The sufficiency of disclosure objections by the board relate to the mapping step underlined above:
- Concerning the claimed levels, para. 39 of the description mentions a lowest level comprising “selected nodes” without specifying how the nodes are selected.
- Paragraph 42 states that the selection of the subsets of links forming trees at level 430 also depends on the details of the distributed application system. However, there is no explanation of what the relevant details are and how the computer implementing the method can obtain this information.
- Concerning the mapping step, para. 77 states that defining the services from the link classes depends on how the IT system has been implemented by developers and system integrators, and how it is operated. The Board considered it impossible for the skilled person to implement this in software.

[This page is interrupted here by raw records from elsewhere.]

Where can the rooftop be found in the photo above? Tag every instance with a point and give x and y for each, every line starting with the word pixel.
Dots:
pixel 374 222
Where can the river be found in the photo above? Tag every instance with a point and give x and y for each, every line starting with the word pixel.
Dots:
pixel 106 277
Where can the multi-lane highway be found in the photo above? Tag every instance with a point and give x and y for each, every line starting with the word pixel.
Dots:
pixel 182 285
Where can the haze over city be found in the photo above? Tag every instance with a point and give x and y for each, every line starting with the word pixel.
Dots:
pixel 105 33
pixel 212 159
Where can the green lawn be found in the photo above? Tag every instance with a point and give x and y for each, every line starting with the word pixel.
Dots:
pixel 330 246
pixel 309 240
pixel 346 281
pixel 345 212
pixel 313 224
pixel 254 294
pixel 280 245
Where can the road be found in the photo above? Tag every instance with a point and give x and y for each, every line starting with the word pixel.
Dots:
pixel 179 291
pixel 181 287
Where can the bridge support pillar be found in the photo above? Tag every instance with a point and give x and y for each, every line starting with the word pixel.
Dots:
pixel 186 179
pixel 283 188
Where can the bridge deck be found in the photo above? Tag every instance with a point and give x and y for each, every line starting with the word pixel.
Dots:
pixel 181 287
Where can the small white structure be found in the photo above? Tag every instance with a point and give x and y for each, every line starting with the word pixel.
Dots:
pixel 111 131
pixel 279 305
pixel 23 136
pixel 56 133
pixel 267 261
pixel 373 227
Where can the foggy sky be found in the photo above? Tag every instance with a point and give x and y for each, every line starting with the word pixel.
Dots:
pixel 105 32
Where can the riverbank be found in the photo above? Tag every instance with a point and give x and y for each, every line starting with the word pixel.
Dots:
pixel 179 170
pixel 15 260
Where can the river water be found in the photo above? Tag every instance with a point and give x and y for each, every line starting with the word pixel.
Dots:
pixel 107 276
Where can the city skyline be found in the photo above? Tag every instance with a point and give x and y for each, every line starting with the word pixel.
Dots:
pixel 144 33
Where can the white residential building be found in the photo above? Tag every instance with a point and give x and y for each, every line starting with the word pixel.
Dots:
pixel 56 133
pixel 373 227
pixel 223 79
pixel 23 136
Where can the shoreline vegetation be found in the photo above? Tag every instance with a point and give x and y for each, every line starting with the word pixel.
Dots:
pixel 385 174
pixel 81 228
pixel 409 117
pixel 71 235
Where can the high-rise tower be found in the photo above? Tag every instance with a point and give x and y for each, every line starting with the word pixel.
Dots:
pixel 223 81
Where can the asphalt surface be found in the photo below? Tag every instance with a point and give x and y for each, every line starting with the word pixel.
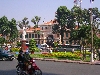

- The correlations between transactions of different levels are described as defined either by a human user or an automated learning system, para. 87. The Board considered the automated learning system not sufficiently described, in particular since no data are disclosed on which the system can be trained.
Comment:
The decision is a telling example of what mistakes to avoid when drafting a description. The terms used in the description should be consistent with the claims, rather than introducing new terms without properly defining them (selected nodes). Moreover, statements of the kind “Defining the services from the link classes depends on how the IT system 800 has been implemented by developers and system integrators, and how it is operated“ should be avoided. They make the EPO examiner suspicious since they seem to indicate that the invention cannot be put into practice without the developers and system integrators inventing something on top of what is described. This holds in particular in case of a computer-implemented invention, where every claimed step must be such that it can be done by a computer program, and the description must give a sufficiently detailed description of the program or indicate a well-known algorithm that can be used.
The objections (in particular that about the learning system) seem reasonable as far as they relate to parts of the description, but the Board does not explain for all of the description parts how they relate to the claims or why the passages objected to would have to be worded differently to achieve sufficient disclosure.
The application does not relate to machine learning beyond two sentences in para. 87 of the description: “[T]he knowledge may be discovered by automated learning systems that are parameterized with pre-defined models of various kinds of IT systems, application types, and topologies. Or learning may be derived in an unparameterized approach that identifies unique, previously unknown behaviors of interest”. The Board seems correct in stating that this passage does not sufficiently disclose the workings of the learning system. However, the actual problem does not seem to be the lack of training data, but rather the entirely functional language. A model is a piece of information that describes something, and could be implemented in many ways.
Behaviours of interest are behaviours to which the user of the system ascribes a semantic meaning, but not functional data. This is why it is fair to say that the learning system is not sufficiently disclosed here.
In parallel proceedings, US patent US8732302B2 was granted with similar claims, and enablement was not seen as problematic.